RR : Que vous inspirent les douze mesures de la feuille de route sur l'économie circulaire ?
Jacques Vernier : La feuille de route issue de la table ronde sur l'économie circulaire aborde beaucoup de sujets qui ne seront pas très faciles à mettre en œuvre. En réalité, il est toujours plus délicat d'agir efficacement lorsqu'on se retrouve au pied du mur parce qu'elles nécessiteront bien évidemment des mesures législatives, fiscales ou financières. Cela ne veut pas dire pour autant qu'il est trop tard. Il faut rester cohérent avec la réalité du marché et surtout vis-à-vis de la réglementation européenne. À titre d'exemple, la mesure qui consiste à augmenter la durabilité de certains biens en exigeant des metteurs sur le marché qu'ils assurent un service après-vente est très sympathique mais serait une petite révolution ! Autre exemple : demander à l'État ou aux collectivités d'intégrer un quota de matières recyclées dans les matériaux qu'ils achètent peut poser des problèmes de compatibilité avec le code des marchés publics…
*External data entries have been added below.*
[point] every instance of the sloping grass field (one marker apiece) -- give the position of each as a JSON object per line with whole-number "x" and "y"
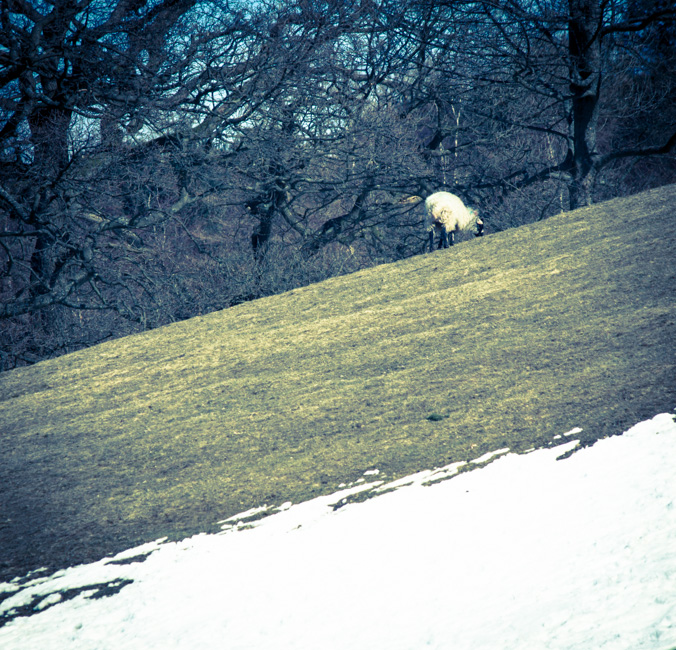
{"x": 504, "y": 341}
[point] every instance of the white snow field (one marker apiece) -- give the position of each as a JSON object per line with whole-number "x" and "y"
{"x": 525, "y": 552}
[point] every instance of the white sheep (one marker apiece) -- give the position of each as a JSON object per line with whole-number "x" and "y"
{"x": 447, "y": 214}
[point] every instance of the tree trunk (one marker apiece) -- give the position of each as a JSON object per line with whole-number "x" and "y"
{"x": 584, "y": 47}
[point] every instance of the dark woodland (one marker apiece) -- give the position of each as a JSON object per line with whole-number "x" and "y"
{"x": 162, "y": 159}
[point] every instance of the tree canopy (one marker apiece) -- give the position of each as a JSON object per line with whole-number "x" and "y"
{"x": 164, "y": 158}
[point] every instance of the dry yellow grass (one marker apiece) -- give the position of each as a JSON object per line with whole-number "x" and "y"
{"x": 508, "y": 340}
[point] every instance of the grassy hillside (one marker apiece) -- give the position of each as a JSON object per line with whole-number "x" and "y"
{"x": 505, "y": 341}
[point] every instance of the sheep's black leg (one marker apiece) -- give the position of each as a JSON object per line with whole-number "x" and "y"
{"x": 443, "y": 240}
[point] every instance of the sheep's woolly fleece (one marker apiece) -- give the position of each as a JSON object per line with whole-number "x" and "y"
{"x": 448, "y": 209}
{"x": 528, "y": 551}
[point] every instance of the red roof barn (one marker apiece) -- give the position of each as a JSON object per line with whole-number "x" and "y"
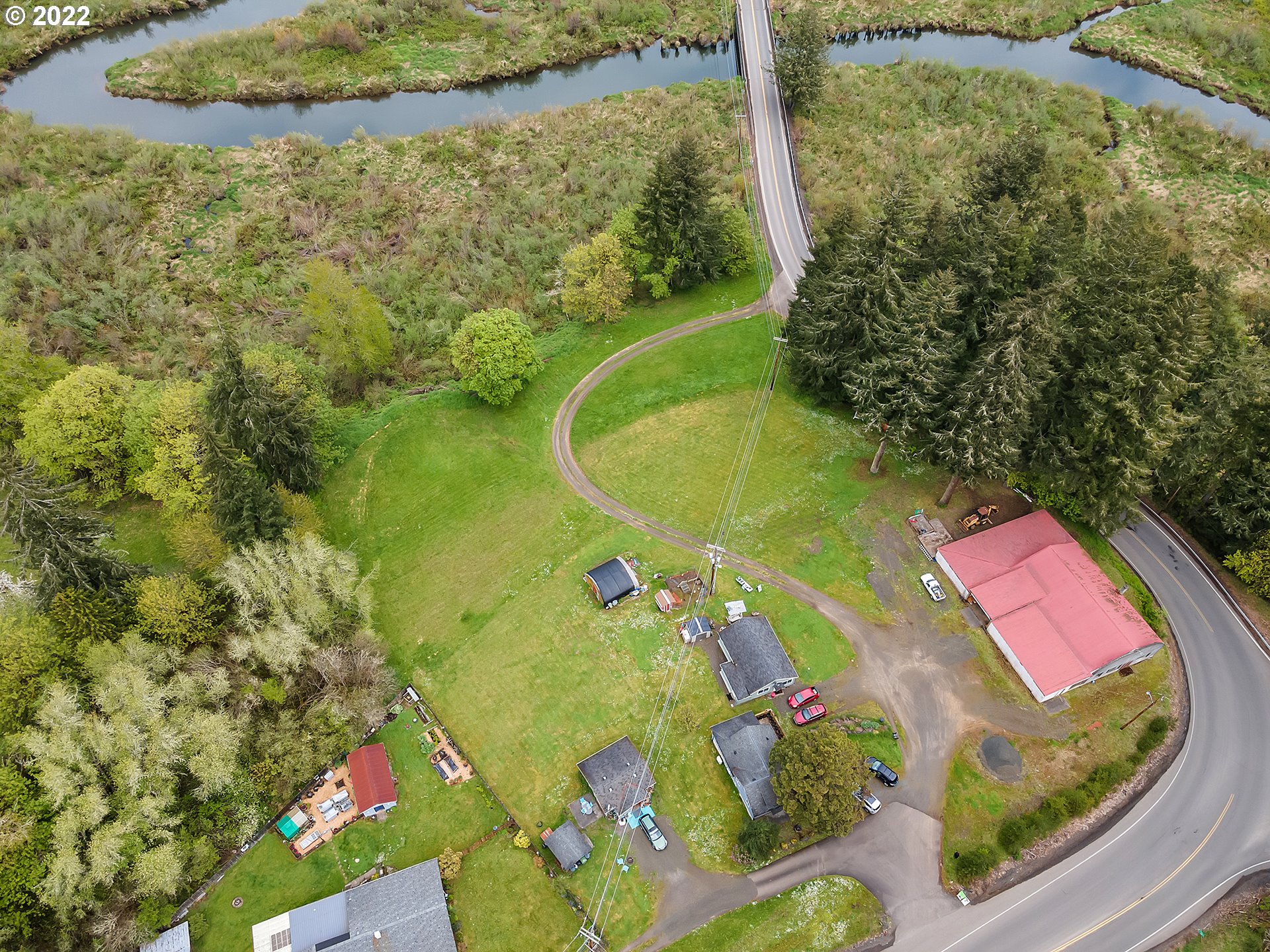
{"x": 374, "y": 789}
{"x": 1053, "y": 614}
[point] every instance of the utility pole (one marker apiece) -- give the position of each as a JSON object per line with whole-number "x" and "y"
{"x": 1154, "y": 699}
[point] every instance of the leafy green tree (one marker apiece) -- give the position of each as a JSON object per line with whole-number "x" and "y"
{"x": 75, "y": 432}
{"x": 60, "y": 543}
{"x": 175, "y": 477}
{"x": 814, "y": 774}
{"x": 759, "y": 840}
{"x": 23, "y": 375}
{"x": 680, "y": 226}
{"x": 347, "y": 324}
{"x": 596, "y": 281}
{"x": 802, "y": 59}
{"x": 270, "y": 428}
{"x": 494, "y": 354}
{"x": 175, "y": 611}
{"x": 244, "y": 506}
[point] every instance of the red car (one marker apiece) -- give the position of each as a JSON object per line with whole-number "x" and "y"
{"x": 810, "y": 714}
{"x": 804, "y": 697}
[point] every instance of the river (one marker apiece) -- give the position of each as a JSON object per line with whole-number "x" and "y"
{"x": 69, "y": 85}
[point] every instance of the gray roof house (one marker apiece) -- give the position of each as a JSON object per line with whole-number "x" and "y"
{"x": 399, "y": 912}
{"x": 757, "y": 663}
{"x": 175, "y": 939}
{"x": 745, "y": 744}
{"x": 619, "y": 778}
{"x": 570, "y": 846}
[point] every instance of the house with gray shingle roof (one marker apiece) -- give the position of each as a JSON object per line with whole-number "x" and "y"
{"x": 570, "y": 846}
{"x": 745, "y": 744}
{"x": 399, "y": 912}
{"x": 756, "y": 662}
{"x": 619, "y": 778}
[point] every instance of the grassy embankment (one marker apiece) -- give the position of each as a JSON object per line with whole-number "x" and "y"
{"x": 22, "y": 44}
{"x": 437, "y": 225}
{"x": 1220, "y": 46}
{"x": 359, "y": 48}
{"x": 820, "y": 916}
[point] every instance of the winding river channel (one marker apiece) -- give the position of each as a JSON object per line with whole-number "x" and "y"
{"x": 69, "y": 87}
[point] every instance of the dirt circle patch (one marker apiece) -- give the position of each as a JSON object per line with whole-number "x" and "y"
{"x": 1001, "y": 758}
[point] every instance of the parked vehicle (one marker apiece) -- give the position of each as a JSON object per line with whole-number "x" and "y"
{"x": 807, "y": 715}
{"x": 882, "y": 772}
{"x": 804, "y": 697}
{"x": 933, "y": 588}
{"x": 653, "y": 832}
{"x": 867, "y": 800}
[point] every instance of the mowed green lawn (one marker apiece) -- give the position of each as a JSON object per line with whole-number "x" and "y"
{"x": 818, "y": 916}
{"x": 662, "y": 434}
{"x": 429, "y": 816}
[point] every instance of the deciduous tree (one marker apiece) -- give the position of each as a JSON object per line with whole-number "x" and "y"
{"x": 814, "y": 774}
{"x": 596, "y": 281}
{"x": 75, "y": 433}
{"x": 494, "y": 354}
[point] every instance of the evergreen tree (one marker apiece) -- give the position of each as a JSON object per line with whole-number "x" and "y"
{"x": 991, "y": 413}
{"x": 272, "y": 429}
{"x": 55, "y": 539}
{"x": 802, "y": 60}
{"x": 683, "y": 230}
{"x": 1137, "y": 317}
{"x": 244, "y": 504}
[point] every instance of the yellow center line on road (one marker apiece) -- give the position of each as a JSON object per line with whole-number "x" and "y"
{"x": 1180, "y": 587}
{"x": 1154, "y": 891}
{"x": 762, "y": 102}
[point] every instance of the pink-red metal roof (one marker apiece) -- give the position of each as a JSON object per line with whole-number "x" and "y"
{"x": 1061, "y": 616}
{"x": 372, "y": 779}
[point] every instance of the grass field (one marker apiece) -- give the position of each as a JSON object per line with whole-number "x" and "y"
{"x": 429, "y": 816}
{"x": 1220, "y": 46}
{"x": 976, "y": 803}
{"x": 820, "y": 916}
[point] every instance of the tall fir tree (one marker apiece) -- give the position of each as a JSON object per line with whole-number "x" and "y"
{"x": 681, "y": 227}
{"x": 272, "y": 429}
{"x": 55, "y": 539}
{"x": 244, "y": 503}
{"x": 1136, "y": 317}
{"x": 802, "y": 61}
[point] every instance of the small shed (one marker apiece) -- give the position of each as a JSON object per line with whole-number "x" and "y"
{"x": 619, "y": 778}
{"x": 697, "y": 627}
{"x": 667, "y": 601}
{"x": 613, "y": 580}
{"x": 568, "y": 844}
{"x": 374, "y": 789}
{"x": 175, "y": 939}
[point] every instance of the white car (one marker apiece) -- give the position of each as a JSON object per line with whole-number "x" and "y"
{"x": 933, "y": 588}
{"x": 867, "y": 800}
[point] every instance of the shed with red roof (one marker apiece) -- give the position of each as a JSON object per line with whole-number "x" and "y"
{"x": 374, "y": 789}
{"x": 1058, "y": 619}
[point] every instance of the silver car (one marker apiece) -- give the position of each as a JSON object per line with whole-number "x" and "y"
{"x": 654, "y": 836}
{"x": 867, "y": 800}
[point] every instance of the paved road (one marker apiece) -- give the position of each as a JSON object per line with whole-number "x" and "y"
{"x": 780, "y": 205}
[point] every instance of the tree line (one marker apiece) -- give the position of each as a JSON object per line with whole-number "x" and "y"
{"x": 1017, "y": 335}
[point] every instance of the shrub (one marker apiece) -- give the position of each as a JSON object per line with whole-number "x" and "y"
{"x": 450, "y": 863}
{"x": 759, "y": 838}
{"x": 976, "y": 863}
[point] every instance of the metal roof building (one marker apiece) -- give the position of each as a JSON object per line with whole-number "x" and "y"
{"x": 403, "y": 910}
{"x": 1054, "y": 615}
{"x": 613, "y": 580}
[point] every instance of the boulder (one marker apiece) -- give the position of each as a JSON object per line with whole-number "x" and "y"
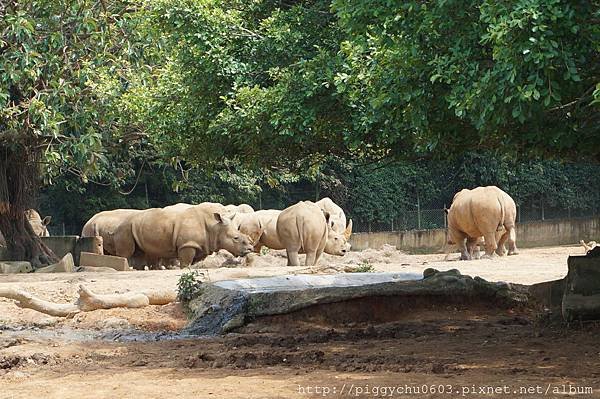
{"x": 581, "y": 298}
{"x": 226, "y": 305}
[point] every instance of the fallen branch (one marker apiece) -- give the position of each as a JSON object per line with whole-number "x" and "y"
{"x": 88, "y": 301}
{"x": 28, "y": 301}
RR : Que pensez-vous de la proposition de créer une structure unique autour de la CHMF pour gérer les REP ?
J.V. : Depuis que je suis président de la CHMF, j'ai toujours été défavorable à la multitude de structures (commissions d'agrément, comités opérationnels par filière pour traiter l'interface entre éco-organismes et opérateurs, club des filières de l'Ademe, etc.), qui en fin de compte, se superposent sur de nombreux sujets. Au regard de la quinzaine de REP actuellement opérationnelles, il est indispensable d'apporter plus de cohérence au niveau de leur fonctionnement. Je serais favorable à la création d'une commission REP unique intégrant au minimum la CHMF et toutes les commissions d'agréments. Elle regrouperait en son sein, d'une part, un « noyau dur » permanent de représentants des ONG, entreprises, syndicats, élus, et d'autre part, un collège variable lorsqu'on traite une filière donnée.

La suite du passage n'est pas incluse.